Out of a warehouse of twenty-eight people, it was Alice that Nancy confided in. She told Alice her dirty little secrets, all of them, leaving nothing to the imagination, and Alice never turned Nancy away. They’d meet before work and Nancy would unload on Alice their choice of different positions, their favored ways of breathing quiet so no one, not even Abraham the stock supervisor, would ever catch so much as a whisper if they were to walk by. She revealed to Alice the heat that she felt, the excitement, the love. This is what she had yearned for, and Alice became her high priestess, the saint who accepted her confessions and kept the world from knowing that Nancy loves anal, that Craig would drink raw eggs and take ginseng and zinc so his pop shots would spray all over Nancy, rope after rope. They kept this routine up for months without suspicion.
Then the day came. At twelve o’clock everyone dropped what they were doing to carry out their usual lunchtime activities, eat their take-out or brought-from-home lunches, discuss politics, sports, current events, the usual blah blah blah. Nancy wandered toward the bathroom and then made a break for the bailer. The night before, it had been emptied. Craig had already been waiting and embraced her with a kiss. All was right in the world.
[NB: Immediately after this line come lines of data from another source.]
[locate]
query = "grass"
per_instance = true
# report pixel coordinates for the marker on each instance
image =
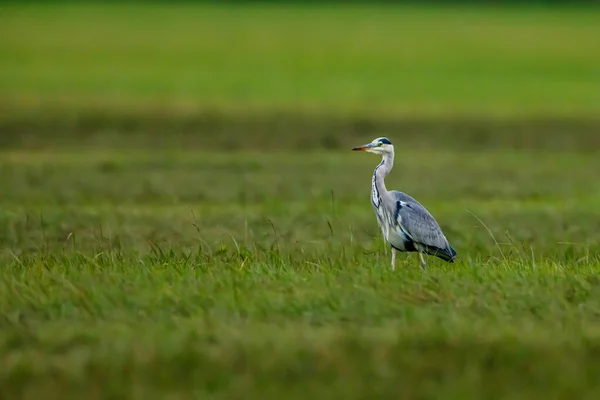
(180, 214)
(356, 59)
(152, 274)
Then they were off–Craig was the first one in, then Nancy. They had been going at it for a few minutes when Don had yet to start his lunch because “some brainless shithead forgot to stock the 2-pole breakers again!” He had gathered six large boxes, loaded a cart, stocked the breakers, and was just finishing cutting down the boxes when it hit lunchtime. Instead of waiting until after lunch, he brought the boxes to the bailer, threw them over and in, right on top of the couple in the mid-fuck. It stopped them for just enough time to freeze, laugh quietly to themselves out of embarrassment and hold still and silent until they thought whomever it was outside was gone.
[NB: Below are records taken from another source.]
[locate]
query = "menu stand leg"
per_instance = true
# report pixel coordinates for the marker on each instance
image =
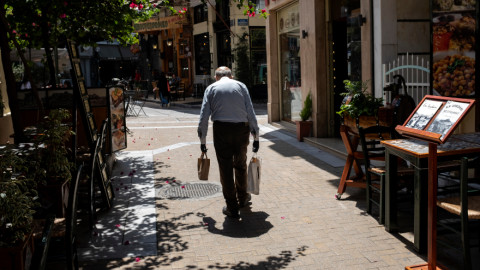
(432, 211)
As that was happening, Don grabbed the latch and slammed closed the barrier and punched the green button. The press kicked up a hiss, gears went into motion, the machine was on. Don had started walking away when the couple inside realized they were trapped. Unfortunately for them Don is deaf in one ear and from his distance he didn’t hear their cries or the desperate banging and kicking over the noise of the great machine. Towards the end of lunch Abraham walked by and noticed the blood spilt like an oil slick from underneath the bailer.
Don was charged with Involuntary Manslaughter and did about six months back at Quentin. I picked him up at the gates and he had grown a beard. The first thing he said to me was, “I need a drink. Let’s get to the Sunken Steam.” So I took him to the Sunken Steam and we ordered a couple of rounds.